When my husband and I moved to India, we promised ourselves to study ethnic instruments. He is a drummer, so he pledged to try the tabla. I am a pianist and guitarist, so I naively said I’d attempt the sitar. I had always loved hearing Ravi Shankar.
Soon after our arrival, I visited a music store in Connaught Place in Delhi and was so overwhelmed by the 21 strings and the odd gourd shape that I changed my vow from playing the sitar to seeing Ravi Shankar play it. And what a gift that turned out to be.
As people mourn the passing of the ninety-two year old maestro, I am filled with awe and warmth as I remember first seeing him in concert and then meeting him at his home in the Ravi Shankar Center in New Delhi.
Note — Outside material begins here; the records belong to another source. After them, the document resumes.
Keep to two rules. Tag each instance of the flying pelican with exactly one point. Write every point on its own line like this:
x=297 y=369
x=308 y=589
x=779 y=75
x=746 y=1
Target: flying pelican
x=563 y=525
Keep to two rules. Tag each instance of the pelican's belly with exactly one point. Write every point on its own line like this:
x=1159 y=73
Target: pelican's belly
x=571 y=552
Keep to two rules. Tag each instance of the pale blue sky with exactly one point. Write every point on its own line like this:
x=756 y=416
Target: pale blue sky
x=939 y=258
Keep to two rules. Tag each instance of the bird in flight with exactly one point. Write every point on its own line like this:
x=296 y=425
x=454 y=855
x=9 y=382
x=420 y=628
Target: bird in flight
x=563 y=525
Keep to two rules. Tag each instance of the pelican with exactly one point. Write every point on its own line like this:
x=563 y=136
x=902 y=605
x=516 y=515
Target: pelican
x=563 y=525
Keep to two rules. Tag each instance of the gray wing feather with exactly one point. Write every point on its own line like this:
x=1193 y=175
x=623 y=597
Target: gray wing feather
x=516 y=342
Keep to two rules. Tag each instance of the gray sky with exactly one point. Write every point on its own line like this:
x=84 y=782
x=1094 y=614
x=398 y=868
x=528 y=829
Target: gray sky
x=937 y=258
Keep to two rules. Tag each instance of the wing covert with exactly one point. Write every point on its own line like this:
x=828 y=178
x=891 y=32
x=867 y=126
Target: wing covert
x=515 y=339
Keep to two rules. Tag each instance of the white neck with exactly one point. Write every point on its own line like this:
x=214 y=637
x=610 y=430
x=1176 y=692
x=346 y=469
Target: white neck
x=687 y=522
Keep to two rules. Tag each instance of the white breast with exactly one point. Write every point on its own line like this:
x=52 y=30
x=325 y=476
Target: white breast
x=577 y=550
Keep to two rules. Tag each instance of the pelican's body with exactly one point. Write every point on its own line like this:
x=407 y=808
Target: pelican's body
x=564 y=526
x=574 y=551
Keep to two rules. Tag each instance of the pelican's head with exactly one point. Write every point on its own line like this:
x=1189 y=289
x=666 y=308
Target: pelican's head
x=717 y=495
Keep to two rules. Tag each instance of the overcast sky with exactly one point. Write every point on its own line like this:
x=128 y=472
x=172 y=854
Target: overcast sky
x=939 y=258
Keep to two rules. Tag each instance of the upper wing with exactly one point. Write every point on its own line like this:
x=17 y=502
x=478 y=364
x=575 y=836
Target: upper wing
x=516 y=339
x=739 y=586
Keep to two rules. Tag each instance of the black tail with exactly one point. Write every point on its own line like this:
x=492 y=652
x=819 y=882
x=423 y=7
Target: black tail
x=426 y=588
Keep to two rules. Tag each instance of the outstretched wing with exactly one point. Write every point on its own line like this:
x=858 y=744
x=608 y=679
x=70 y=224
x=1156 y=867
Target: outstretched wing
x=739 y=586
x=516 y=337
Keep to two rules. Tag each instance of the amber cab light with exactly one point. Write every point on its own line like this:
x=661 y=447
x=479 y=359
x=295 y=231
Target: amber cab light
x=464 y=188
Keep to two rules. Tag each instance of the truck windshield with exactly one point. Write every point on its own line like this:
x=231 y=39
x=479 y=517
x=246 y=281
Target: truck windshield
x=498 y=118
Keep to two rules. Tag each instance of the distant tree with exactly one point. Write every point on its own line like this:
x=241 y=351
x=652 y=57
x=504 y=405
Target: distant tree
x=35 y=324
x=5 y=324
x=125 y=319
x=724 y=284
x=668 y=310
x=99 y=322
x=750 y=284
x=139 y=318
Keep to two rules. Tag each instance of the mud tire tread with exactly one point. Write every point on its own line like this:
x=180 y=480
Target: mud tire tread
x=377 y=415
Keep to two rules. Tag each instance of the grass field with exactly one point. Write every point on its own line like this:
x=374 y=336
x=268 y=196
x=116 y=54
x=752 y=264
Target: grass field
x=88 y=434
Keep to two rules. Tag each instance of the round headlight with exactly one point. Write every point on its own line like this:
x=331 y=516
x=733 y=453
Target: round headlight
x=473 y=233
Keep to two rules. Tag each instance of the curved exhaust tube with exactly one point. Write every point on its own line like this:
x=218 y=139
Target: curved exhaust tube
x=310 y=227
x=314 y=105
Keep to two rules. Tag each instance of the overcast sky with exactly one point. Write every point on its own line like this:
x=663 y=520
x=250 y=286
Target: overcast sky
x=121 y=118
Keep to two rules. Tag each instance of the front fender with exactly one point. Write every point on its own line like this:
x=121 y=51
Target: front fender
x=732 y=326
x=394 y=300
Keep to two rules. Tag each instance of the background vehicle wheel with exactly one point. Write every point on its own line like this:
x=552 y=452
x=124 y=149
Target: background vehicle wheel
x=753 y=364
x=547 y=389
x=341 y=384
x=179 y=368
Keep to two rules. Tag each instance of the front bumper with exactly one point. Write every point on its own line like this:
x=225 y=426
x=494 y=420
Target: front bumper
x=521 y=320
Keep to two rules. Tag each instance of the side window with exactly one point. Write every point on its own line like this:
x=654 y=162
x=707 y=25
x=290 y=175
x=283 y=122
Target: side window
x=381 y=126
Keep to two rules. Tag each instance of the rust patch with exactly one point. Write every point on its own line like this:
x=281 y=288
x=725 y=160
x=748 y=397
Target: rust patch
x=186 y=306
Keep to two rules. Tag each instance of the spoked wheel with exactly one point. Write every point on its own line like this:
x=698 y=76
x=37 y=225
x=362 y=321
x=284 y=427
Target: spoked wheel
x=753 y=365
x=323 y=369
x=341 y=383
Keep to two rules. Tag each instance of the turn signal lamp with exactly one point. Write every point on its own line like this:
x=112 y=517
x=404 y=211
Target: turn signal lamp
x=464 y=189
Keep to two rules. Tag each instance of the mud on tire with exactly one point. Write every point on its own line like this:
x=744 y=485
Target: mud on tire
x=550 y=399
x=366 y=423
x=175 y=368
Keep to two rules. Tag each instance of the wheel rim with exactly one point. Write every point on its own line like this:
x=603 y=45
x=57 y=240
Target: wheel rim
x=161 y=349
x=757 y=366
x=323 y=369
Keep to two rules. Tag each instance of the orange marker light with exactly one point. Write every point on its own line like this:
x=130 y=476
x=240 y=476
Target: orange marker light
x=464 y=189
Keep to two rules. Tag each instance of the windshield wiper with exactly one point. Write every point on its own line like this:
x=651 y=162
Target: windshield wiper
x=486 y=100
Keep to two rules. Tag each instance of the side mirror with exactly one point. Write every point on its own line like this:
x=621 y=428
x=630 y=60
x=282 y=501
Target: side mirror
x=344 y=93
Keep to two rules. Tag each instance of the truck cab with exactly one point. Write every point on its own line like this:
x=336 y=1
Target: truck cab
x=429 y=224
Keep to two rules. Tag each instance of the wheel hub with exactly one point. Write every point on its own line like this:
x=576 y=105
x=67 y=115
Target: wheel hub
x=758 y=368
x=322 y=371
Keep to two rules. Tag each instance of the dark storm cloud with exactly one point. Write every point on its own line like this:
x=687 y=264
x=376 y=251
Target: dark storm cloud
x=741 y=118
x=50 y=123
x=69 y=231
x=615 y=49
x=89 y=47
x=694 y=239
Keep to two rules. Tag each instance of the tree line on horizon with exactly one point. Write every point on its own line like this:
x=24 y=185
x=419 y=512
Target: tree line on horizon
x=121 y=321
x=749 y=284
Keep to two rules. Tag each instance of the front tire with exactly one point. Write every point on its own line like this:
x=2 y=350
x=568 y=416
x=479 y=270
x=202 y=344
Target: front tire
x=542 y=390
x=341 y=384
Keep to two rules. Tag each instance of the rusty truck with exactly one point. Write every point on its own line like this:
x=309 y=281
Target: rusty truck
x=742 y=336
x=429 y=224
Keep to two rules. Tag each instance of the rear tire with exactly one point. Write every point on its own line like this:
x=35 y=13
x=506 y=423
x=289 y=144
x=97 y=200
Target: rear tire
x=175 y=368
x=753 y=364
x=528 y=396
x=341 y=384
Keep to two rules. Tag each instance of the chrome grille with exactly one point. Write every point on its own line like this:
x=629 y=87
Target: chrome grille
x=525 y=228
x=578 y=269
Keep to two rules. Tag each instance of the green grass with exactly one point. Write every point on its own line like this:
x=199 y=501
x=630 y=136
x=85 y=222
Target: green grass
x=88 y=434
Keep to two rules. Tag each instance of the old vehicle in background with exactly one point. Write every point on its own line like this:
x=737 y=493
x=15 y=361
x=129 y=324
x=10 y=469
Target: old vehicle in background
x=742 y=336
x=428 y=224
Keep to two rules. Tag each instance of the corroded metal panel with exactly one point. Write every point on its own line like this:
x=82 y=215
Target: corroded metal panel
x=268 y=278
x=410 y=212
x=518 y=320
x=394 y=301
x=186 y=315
In 2004, I went with a group of friends to see Shankar’s tribute to his most famous pupil, Beatle George Harrison. Shankar performed with his stunningly gorgeous daughter, Anoushka, a Grammy-award winning sitarist. The songs were long, but we were enthralled. Father would improvise and daughter would match him measure for measure. And we were transported to a higher plane of consciousness by the intricate plucking, humming and twanging of the strings. In between, Shankar talked about the joy he experienced hosting and teaching Harrison in India. Olivia Harrison came on stage with a moving description of Shankar’s influence in her husband’s life—many may remember the haunting sitar accompaniment in Norwegian Wood. She then showed a video tribute to her husband on this date of his birth.
A year later I joked with one of my friends, who is a classical Indian dancer, saying that Ravi Shankar had built a music center down the street from where I taught and maybe she could arrange a field trip for me. I was shocked when she came through. Soon some fellow teachers and I found ourselves walking our students to the Ravi Shankar Center. Inside, we sat on the floor in a small performance hall and spoke with Shankar himself. In a white kurta pajama (tunic and pants), he sat cross-legged on a two-foot stage with his latest students, who had recently joined him from San Diego. Though in his mid-eighties by this time, he still loved teaching, and these two guys seemed to keep him young. Since his fingers were sore, he did not play for us but talked us through a lesson with his pupils. Then he patiently and humbly entertained teenagers' questions. Yes, he was equally proud of both musical daughters, Anoushka Shankar and Nora Jones. He also beamed as he introduced us to his wife, Sukanya, an Indian singer.
It was such an inspiration to be in his presence, to be with the master of the sitar, to be so close to one who has uplifted my spirit for decades. And it’s comforting to know that Anoushka will carry on his tradition.